Badie, other three prominent Brotherhood figures handed life sentence

Daily News Egypt
2 Min Read
Mohamed Badie

The Cairo Criminal Court headed by Hussien Kandil, the supreme guide of the now outlawed Muslim Brotherhood was sentenced to life on Sunday, Mohamed Badie and other four prominent figures from the Brotherhood.

The Brotherhood leaders Mohamed El-Beltagy and Essam El-Eryan, as well as Islamic cleric Safwat Hegazy, were also sentenced to life of 25 years in prison.

The court also sentenced 15 years in prison the former minister of supply Bassem Ouda and other defendants to 10 years.

This came during the retrial of defendants involved in the case known as ‘Al-Bahr Al-Azam,’ which includes 15 defendants.

Previously, the Court of Cassation has dropped a previous verdict and decided to retry the case. The case goes back to clashes on 15 July 2013 in the Giza district, in which five people died.

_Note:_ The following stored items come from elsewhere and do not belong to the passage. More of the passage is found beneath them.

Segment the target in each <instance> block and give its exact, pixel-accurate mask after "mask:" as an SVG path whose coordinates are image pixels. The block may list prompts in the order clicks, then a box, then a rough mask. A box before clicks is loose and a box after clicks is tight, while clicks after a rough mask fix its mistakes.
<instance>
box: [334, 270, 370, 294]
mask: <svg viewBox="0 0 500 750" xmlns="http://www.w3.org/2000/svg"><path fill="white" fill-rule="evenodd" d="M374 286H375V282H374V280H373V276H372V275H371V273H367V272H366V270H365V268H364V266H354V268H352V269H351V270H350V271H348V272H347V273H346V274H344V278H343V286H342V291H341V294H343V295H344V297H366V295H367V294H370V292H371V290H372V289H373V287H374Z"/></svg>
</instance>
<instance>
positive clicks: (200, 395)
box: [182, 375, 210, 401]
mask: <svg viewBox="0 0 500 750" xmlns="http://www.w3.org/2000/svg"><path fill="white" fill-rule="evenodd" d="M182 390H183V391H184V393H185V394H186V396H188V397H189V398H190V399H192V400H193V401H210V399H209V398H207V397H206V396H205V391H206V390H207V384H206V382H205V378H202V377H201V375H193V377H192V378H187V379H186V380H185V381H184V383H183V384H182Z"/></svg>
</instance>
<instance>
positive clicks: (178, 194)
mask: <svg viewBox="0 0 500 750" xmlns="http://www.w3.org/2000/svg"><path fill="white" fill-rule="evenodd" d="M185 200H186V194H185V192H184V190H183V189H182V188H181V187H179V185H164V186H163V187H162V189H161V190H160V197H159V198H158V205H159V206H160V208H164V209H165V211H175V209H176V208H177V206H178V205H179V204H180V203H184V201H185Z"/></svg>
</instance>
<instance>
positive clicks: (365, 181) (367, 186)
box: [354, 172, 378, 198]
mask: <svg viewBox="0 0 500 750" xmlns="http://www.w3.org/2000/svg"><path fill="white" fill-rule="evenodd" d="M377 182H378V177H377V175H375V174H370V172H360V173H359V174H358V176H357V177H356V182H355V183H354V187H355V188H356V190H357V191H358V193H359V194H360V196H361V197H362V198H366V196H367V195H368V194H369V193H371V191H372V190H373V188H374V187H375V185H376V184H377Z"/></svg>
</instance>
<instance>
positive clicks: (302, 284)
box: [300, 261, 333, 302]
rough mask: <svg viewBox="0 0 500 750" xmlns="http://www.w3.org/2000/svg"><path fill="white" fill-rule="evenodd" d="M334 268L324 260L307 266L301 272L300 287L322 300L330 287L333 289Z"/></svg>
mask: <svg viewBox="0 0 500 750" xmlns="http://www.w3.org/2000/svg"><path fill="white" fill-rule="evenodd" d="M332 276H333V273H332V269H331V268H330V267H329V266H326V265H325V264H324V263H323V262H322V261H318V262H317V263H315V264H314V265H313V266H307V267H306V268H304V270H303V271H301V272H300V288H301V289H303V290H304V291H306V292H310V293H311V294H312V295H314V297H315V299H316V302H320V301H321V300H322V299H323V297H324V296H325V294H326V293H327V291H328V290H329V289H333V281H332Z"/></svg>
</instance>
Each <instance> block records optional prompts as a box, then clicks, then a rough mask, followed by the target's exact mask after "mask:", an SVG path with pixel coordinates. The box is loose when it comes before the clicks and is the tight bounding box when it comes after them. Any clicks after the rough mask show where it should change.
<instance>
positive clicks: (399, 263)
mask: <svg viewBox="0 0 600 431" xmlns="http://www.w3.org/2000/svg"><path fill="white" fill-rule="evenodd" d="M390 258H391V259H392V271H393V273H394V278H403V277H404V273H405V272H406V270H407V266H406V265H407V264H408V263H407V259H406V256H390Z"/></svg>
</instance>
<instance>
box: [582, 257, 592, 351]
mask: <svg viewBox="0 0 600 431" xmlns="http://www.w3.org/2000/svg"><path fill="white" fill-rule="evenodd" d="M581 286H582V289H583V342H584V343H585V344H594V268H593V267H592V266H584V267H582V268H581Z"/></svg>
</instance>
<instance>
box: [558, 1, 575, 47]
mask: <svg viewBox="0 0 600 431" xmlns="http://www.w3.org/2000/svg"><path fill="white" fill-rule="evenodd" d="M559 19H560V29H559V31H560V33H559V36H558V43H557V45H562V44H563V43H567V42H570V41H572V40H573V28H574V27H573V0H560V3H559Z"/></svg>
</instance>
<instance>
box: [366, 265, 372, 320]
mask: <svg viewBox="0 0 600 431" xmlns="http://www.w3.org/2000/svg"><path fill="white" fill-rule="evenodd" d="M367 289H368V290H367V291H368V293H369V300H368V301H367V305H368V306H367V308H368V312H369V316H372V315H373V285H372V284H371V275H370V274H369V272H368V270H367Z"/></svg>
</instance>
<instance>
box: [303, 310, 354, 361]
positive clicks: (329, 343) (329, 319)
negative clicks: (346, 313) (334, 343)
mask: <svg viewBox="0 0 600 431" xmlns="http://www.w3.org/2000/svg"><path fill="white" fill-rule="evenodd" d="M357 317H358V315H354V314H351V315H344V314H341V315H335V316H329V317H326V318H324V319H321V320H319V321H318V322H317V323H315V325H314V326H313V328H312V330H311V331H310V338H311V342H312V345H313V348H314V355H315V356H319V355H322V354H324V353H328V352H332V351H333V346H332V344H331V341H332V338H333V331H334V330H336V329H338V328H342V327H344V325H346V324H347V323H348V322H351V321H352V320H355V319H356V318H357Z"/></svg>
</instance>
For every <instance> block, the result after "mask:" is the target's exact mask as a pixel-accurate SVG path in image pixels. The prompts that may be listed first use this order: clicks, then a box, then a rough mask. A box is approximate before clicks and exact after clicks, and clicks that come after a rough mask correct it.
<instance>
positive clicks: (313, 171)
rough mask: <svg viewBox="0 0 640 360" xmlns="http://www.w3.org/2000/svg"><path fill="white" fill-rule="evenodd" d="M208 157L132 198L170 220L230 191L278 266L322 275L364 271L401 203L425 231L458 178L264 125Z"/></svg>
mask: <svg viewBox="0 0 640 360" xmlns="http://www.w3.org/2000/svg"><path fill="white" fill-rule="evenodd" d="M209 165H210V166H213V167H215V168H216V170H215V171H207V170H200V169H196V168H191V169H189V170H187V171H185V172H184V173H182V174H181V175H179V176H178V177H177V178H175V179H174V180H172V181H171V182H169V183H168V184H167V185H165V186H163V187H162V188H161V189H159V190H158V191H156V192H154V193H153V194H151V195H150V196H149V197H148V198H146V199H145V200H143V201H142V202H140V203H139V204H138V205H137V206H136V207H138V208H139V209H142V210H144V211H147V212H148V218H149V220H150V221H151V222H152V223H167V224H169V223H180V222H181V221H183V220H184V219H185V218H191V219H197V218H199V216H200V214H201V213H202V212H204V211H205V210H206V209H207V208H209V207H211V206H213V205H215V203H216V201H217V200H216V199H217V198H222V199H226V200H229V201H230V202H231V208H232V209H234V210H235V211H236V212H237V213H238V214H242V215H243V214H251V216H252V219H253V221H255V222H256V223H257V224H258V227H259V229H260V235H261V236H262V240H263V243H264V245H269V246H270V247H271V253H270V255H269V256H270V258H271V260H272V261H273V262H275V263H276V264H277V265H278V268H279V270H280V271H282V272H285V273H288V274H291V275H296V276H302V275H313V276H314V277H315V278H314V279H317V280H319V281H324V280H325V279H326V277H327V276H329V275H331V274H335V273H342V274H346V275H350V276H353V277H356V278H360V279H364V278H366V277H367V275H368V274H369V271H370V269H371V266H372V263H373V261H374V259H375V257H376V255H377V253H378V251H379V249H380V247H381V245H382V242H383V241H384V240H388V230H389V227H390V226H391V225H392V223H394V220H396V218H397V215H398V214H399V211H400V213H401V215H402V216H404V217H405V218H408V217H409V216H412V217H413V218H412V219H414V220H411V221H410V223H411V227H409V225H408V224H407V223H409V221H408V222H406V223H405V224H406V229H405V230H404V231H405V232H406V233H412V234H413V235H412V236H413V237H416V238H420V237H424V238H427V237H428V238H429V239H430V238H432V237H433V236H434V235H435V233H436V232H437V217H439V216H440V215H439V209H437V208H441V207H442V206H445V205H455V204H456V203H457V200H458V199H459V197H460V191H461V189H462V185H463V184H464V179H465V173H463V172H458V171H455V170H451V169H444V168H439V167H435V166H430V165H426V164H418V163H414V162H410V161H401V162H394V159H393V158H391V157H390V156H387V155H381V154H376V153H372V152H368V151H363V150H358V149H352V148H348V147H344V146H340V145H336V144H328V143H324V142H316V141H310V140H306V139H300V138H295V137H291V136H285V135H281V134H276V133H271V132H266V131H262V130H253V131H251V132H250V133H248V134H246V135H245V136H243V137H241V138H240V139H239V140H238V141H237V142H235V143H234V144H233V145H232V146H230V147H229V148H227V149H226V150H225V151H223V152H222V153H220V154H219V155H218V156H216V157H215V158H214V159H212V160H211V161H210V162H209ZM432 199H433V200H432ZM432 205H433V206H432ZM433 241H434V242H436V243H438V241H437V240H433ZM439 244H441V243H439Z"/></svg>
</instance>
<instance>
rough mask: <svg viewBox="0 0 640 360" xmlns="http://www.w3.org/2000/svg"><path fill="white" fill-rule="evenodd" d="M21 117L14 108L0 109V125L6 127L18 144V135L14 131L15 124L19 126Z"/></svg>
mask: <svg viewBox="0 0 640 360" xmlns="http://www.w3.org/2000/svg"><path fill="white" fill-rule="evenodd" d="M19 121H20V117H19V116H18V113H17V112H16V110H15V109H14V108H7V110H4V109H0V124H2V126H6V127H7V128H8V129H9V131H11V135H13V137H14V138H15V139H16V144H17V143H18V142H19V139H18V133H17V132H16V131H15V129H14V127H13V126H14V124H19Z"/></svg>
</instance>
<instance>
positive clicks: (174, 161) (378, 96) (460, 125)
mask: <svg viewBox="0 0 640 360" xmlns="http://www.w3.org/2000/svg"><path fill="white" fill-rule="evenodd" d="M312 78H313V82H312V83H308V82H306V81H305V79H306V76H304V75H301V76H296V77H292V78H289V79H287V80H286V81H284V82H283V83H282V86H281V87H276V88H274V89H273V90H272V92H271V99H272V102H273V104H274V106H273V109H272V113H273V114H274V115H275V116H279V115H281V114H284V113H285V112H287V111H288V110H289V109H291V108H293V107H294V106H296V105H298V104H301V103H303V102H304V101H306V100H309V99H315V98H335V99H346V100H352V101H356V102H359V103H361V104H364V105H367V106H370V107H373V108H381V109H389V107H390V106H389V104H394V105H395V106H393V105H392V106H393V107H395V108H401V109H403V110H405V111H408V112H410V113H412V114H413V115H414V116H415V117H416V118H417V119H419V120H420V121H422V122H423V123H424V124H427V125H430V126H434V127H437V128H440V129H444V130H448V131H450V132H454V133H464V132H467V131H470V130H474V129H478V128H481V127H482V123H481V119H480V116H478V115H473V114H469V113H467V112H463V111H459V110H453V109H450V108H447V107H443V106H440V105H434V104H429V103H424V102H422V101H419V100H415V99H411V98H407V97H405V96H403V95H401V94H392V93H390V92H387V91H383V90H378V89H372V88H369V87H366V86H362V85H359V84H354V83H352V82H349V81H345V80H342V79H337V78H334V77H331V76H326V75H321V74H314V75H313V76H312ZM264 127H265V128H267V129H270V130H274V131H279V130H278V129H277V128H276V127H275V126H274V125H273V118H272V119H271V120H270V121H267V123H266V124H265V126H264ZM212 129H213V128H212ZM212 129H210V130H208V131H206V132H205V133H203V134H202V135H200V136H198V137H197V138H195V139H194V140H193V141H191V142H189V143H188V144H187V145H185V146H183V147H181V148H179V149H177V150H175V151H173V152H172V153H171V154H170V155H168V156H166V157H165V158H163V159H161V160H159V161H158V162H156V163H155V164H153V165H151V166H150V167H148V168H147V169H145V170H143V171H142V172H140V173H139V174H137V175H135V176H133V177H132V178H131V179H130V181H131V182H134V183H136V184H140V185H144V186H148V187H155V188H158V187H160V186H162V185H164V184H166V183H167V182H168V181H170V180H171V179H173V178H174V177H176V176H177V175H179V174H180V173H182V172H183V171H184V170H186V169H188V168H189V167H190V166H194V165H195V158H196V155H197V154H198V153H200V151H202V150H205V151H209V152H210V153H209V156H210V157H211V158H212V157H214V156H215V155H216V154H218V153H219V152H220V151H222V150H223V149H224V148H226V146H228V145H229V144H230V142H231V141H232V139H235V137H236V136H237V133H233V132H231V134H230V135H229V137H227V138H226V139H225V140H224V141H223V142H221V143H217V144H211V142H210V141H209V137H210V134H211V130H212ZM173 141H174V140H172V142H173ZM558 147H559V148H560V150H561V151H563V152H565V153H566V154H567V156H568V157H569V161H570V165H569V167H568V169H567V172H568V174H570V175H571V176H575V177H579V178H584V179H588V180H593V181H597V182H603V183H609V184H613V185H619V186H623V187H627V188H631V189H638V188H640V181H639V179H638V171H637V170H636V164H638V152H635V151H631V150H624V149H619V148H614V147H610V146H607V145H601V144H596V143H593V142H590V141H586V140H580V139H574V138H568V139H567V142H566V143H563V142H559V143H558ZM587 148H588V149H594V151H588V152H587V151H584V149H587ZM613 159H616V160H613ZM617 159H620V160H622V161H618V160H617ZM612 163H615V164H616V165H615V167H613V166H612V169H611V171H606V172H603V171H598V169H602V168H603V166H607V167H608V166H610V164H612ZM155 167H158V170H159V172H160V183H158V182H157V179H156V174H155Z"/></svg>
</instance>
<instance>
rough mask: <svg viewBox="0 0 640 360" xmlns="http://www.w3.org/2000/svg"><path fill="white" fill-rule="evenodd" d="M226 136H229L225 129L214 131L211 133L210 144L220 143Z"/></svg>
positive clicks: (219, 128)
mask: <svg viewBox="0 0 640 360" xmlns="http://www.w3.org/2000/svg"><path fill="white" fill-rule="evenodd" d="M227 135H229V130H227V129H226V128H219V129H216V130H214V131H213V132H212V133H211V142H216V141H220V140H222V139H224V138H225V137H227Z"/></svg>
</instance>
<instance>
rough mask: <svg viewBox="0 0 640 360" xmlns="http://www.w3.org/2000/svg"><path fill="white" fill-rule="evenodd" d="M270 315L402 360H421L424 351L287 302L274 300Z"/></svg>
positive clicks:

The general prosecution charged the defendants with several charges including terrorism, attempted murder, using force, forming an armed gang to attack citizens and resisting the authorities, possessing firearms and unlicensed ammunition, and joining a terrorist group.

Badie is a defendant in other cases related to murder, and attacking public institutions in different cities after the violent dispersal of the pro-Morsi sit-ins. He has already received a number of death and life sentences, and he is also facing trial for leading an ‘armed sit-in’ in Rabaa Al-Adaweya square, where hundreds of Morsi supporters were killed.

The Brotherhood was declared a terrorist organisation on 25 December 2013, although it was originally outlawed in September 2013. In addition, the assets of the Brotherhood members and other prominent Islamists were frozen on the orders of late Prosecutor General Hisham Barakat. The procedure began in July 2013, immediately following the ouster of Morsi.